The new documentary draws on literary influences that inspired Reed’s songwriting, among them Baudelaire, Rimbaud, Ginsberg, Burroughs, all figures that have also shaped the artistic views of Haynes, a pioneer of the New Queer Cinema of the 1990s.

In its observation of the creative energy of the time, Haynes’ film offers a look into a radical art movement, by focusing on the behind-the-scenes of one great band.

Much of the text comes from the Warhol Museum in Pittsburgh, including black-and-white footage of Reed and fellow VU founder John Cale, some of which shot by Warhol himself. Haynes, his cinematographer Ed Lachman, and his editors Affonso Gonçalves and Adam Kurnitz, have use that footage in a mode that’s both engaging and immersive.

Reed, guitarist Sterling Morrison and guest vocalist Nico have all passed away, leaving only musicologist Cale and drummer Maureen “Moe” Tucker to provide some invaluable perspectives on the past.

Benefiting from the fact that someone in the Warhol entourage was always filming, VU provides unusual representation of the core members and of other artists and musicians.

Warhol’s contribution to the work of the artists in his orbit remains debatable. For example, in the 1967 debut album with Nico. Warhol’s banana print adorns the cover and he is credited as producer. However, Cale notes that Warhol was the producer only because he was just present in the studio, but no more.

Even so, there’s no doubt that the band’s association with the “Factory” elevated their profile, and landed them work at major art events and museums, even when their commercial success left much to be desired.

Warhol’s pairing of Nico and the band was helpful too: her cool look and chic demeanor and Warhol’s cover art played major roles in securing record deals.
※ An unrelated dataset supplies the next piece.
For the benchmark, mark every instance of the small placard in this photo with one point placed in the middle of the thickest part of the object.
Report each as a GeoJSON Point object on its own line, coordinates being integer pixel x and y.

If Reed was irritated, it was because Nico could not hold her pitch, which forced Cale to spend a lot of time and energy in figuring out “what to do” with her voice.
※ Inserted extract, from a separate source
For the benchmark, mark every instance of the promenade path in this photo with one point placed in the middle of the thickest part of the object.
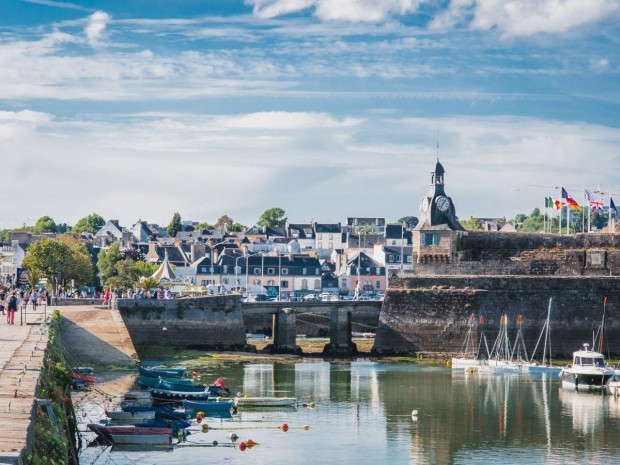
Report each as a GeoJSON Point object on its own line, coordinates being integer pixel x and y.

Overall, Reed emerges as a brilliant but difficult creative genius. Often high on drugs and/or ill, he was determined to become a rock star through his lyrics and his music. His pre-famous life—depression, anxiety attacks, electroconvulsive therapy–are discussed by his sister, Merrill Reed Weiner, who refutes the belief that their parents approved of the treatment in order to suppress their son’s homosexual urges.

Haynes is not the first director or writer to suggest that Reed’s sexuality (or bi-sexuality) was ambiguous. This was evident in his writing homoerotic poetry, and playing with youth bands at a Long Island gay bar, “Hayloft.”
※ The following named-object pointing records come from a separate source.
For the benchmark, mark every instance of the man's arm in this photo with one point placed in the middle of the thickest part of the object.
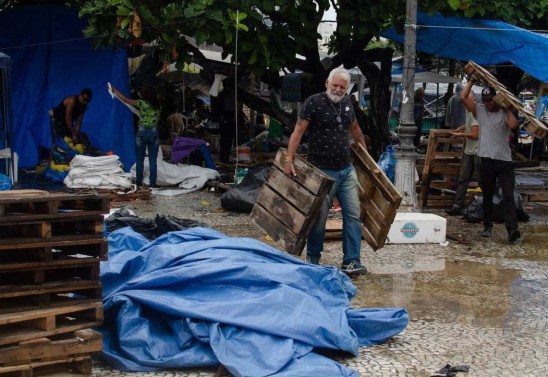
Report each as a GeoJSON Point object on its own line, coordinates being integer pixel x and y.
{"type": "Point", "coordinates": [511, 120]}
{"type": "Point", "coordinates": [294, 141]}
{"type": "Point", "coordinates": [357, 134]}
{"type": "Point", "coordinates": [124, 99]}
{"type": "Point", "coordinates": [467, 99]}
{"type": "Point", "coordinates": [69, 108]}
The birth of the band took place at the Lower East Side, on 56 Ludlow Street, where Reed and Cale shared a loft. They hanged out at the same bars that were frequented by other avant-garde artists: Warhol, Jasper Johns, Jack Smith.

The doc suggest that Cale’s formal musical education had broadened Reed’s skills, by exposing him to the influences of the likes of John Cage (choreographer Merce Cunningham’s collaborator and real-life partner) and Erik Satie.

Cale also talks about frictions within the band, including his own conflicts with Reed. The crash between Warhol and Reed is viewed as the reason for Nico’s eventual exit.

There are also insights from Jonathan Richman of The Modern Lovers, who analyzes the complex layers of the recordings. According to him, a unique quality of the band’s sounds was their bare-bones approach, which eschewed added instruments or session musicians; they avoided recording anything that couldn’t be recreated on stage.

Haynes cites Brian Eno’s quote: “The Velvet Underground didn’t sell many records, but everyone who bought one went out and started a band.” He succeeds in capturing their long-lasting impact, despite brief existence. Over the years, songs like “Sweet Jane,” “Candy Says,” “Sunday Morning,” “Venus in Furs” and “I’m Waiting for the Man” have become classics, and the band is now recognized for its transgressive influence on various music movements.

Haynes and longtime producer Christine Vachon, who had never made a documentary before, have recreated vividly the history of the band as a group of creative and complex artists, living in transformative–even revolutionary—times.

Ultimately, Velvet Underground pays tribute to the titular band as well as to all forms of experimental arts, while not neglecting the zeitgeist that enabled their very existence.